The demographic crisis in China, which is expected to have an increasing impact on growth in the coming years, has been a major concern for policymakers.

Beijing scrapped its decades-long and highly controversial “one child” policy in 2015 after realizing the restriction had contributed to a rapidly aging population and a shrinking workforce that could seriously damage the country’s economic and social stability.

To halt the declining birth rate, the Chinese government announced in 2015 that married couples would be allowed to have two children. But after a brief rebound in 2016, the national birth rate has continued to fall.

Policymakers further relaxed limits on births in 2021, allowing three children, and stepping up efforts to encourage larger families, including through a multi-agency plan released last year to strengthen maternity leave and tax deductions and other benefits to families. But those efforts have yet to bear fruit amid changing gender norms, the high cost of living and education, and looming economic uncertainty.

Many young people choose to marry later or decide not to have children at all, while decades of single births have led to the much-discussed social phenomenon of families with one adult child as the sole caregiver for two parents – leading the post-aged generation eighty is under pressure. who are expected to care for elderly parents as well as raise young children.

The years of the pandemic added to that stress, as Covid-19 and the Communist Party’s stern response to the outbreak hit the economy and sparked deep political frustration, with some young people rallying behind the slogan “We are the last generation after Shanghai’s punishing two-month incarceration.

Tackling demographic challenges has remained a top political priority, with Chinese leader Xi Jinping pledging to “improve population development strategy” and ease economic pressures on families in a key speech to kick off China’s five-year party congress in October.

“[We will] establish a policy system to increase birth rates and reduce costs of pregnancy and childbirth, parenting and schooling,” Xi said.

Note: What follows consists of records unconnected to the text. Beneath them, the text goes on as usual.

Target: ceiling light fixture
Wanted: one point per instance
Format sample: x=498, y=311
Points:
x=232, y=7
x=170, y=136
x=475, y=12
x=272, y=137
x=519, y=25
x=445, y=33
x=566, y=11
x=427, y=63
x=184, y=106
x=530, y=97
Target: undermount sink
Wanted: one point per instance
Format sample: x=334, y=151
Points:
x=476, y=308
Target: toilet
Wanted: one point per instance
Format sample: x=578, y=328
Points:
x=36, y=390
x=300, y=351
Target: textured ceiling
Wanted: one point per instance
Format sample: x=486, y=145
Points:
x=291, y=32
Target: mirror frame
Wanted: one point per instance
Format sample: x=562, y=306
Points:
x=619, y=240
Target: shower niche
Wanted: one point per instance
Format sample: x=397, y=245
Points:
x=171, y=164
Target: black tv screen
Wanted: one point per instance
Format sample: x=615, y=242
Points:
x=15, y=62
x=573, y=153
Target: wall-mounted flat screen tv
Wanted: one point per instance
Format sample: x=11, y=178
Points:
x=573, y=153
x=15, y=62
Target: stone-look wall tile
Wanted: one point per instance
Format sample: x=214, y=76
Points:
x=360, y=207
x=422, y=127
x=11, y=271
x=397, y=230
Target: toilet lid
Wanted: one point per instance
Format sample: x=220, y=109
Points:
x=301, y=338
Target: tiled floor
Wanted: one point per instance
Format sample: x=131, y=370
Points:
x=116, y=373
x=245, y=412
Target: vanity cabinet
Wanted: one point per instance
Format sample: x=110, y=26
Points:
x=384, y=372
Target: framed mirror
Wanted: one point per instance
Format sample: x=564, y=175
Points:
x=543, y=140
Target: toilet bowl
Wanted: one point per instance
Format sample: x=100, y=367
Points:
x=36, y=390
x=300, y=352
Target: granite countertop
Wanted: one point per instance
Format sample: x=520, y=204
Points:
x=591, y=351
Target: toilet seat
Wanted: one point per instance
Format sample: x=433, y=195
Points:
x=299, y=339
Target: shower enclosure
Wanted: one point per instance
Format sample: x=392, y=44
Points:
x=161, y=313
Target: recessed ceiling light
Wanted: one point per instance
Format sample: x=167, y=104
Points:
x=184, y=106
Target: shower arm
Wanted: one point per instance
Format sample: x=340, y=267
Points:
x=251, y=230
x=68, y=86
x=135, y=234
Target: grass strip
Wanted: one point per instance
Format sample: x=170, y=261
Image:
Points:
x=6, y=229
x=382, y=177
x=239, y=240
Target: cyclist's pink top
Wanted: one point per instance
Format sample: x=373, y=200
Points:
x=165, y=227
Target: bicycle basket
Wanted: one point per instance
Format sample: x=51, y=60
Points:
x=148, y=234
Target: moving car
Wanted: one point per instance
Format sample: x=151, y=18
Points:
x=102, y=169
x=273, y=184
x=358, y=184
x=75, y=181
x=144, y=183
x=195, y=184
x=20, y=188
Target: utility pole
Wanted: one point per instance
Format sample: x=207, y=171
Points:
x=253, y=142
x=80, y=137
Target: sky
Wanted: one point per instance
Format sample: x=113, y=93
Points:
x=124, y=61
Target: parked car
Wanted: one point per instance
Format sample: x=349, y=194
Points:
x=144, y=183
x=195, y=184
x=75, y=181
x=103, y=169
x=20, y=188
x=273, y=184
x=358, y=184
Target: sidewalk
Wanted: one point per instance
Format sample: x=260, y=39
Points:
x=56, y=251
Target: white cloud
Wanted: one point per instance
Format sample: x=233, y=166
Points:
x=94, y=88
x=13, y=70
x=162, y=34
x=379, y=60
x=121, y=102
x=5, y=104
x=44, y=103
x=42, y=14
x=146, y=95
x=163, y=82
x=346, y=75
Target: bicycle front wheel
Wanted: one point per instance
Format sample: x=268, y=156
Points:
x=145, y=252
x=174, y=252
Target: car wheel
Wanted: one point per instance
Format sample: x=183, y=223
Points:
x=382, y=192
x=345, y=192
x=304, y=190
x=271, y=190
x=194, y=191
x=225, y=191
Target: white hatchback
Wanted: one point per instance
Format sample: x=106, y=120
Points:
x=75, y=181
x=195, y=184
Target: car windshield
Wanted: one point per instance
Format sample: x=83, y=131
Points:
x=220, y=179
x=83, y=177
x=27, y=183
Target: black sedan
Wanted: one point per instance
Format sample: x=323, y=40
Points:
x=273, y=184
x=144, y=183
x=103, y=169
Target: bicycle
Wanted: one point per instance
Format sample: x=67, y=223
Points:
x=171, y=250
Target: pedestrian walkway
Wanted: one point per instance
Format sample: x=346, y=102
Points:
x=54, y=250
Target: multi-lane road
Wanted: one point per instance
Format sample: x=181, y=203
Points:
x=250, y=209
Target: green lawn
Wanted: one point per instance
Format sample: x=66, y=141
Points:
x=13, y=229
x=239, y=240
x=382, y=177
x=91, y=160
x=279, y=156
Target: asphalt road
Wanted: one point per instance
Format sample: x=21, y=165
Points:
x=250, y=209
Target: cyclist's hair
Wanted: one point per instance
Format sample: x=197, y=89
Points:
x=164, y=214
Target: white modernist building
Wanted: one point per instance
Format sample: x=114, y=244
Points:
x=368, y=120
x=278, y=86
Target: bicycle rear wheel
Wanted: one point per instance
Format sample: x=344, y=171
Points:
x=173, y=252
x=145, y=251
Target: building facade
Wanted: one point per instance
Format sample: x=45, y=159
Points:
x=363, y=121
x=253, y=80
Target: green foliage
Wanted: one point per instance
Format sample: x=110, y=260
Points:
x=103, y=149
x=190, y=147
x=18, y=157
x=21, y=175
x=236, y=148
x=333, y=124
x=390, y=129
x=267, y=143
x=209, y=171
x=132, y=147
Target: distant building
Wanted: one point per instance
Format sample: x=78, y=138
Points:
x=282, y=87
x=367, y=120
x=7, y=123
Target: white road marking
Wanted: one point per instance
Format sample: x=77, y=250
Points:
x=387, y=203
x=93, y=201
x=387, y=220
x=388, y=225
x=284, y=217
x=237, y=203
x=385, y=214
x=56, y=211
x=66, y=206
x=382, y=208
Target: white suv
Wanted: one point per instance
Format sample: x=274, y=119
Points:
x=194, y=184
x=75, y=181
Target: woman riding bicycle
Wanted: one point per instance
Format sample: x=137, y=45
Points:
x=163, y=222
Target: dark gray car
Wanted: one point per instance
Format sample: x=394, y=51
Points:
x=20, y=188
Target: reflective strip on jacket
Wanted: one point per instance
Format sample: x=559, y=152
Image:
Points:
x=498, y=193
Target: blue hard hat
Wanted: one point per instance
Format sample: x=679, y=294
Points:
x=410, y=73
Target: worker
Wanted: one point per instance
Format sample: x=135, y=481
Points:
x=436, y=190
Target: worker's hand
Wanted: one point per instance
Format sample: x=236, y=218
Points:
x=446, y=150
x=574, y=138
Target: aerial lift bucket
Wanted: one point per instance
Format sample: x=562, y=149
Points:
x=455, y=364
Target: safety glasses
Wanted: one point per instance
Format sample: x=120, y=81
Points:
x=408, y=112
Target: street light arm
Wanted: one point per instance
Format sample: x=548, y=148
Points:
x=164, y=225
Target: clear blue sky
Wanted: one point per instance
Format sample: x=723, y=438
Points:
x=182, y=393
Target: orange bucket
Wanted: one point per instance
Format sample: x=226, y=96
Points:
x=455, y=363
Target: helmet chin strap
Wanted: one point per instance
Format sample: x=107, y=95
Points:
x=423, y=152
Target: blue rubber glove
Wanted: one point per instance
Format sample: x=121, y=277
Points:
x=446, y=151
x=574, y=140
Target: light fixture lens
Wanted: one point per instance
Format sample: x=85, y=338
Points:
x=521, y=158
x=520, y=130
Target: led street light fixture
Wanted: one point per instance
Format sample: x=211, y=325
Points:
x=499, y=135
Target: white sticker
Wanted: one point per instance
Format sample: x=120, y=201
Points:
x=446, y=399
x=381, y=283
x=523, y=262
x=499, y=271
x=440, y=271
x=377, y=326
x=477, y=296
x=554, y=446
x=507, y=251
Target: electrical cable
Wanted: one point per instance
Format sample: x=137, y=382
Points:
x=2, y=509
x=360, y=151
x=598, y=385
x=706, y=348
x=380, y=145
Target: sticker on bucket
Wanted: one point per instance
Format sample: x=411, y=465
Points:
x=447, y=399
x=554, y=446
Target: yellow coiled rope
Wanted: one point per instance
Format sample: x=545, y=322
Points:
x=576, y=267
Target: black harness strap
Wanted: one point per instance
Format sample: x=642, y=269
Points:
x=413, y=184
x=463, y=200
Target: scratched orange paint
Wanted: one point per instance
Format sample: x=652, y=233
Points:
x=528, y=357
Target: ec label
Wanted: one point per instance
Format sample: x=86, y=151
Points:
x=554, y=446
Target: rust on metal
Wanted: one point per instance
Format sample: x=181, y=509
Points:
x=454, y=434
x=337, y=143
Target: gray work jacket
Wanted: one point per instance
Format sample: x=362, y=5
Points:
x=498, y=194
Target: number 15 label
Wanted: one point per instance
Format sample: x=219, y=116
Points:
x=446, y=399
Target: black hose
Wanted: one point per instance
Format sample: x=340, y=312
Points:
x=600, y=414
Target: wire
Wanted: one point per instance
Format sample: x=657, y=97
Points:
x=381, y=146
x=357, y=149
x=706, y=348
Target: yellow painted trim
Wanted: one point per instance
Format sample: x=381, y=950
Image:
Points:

“We will pursue a proactive national strategy in response to the aging population, develop programs and services for aged care, and provide better services to older people living alone.”

China’s elderly make up one-fifth of its 1.4 billion people, and the number of those 60 and older grew to 280 million last year — or 19.8% of the population — officials said Tuesday. That’s an increase of about 13 million people age 60 and older from 2021.

The aging of China’s population follows a similar trajectory that is playing out in the developed economies of Asia.

Japan and South Korea have also seen their birth rates fall and populations are aging and beginning to shrink alongside their economic development, posing challenges for their governments in supporting a large older demographic while coping with a dwindling workforce.

China’s working-age population peaked in 2014 and is projected to shrink to less than a third of that peak by 2100, while the number of people aged 65 and over is expected to largely continue to rise and China’s working-age population age by 2080. according to analysis published by the World Economic Forum last year.

The latest national data shows that the number of working-age adults has continued to decline – it made up 62% of the population by the end of 2022, down 0.5% from the previous year, with analysts pointing to major challenges ahead.

“The Chinese economy is entering a critical transition phase, no longer able to rely on an abundant, cost-competitive workforce to drive industrialization and growth,” said HSBC chief economist Frederic Neumann.

“As the supply of workers begins to shrink, productivity growth will need to pick up to support the economy’s heady pace of expansion.”

Neumann added that while China’s economic growth is likely to continue to outpace developed markets in the coming years, it is likely to slow “as productivity gains cannot fully offset the drag of a shrinking workforce.”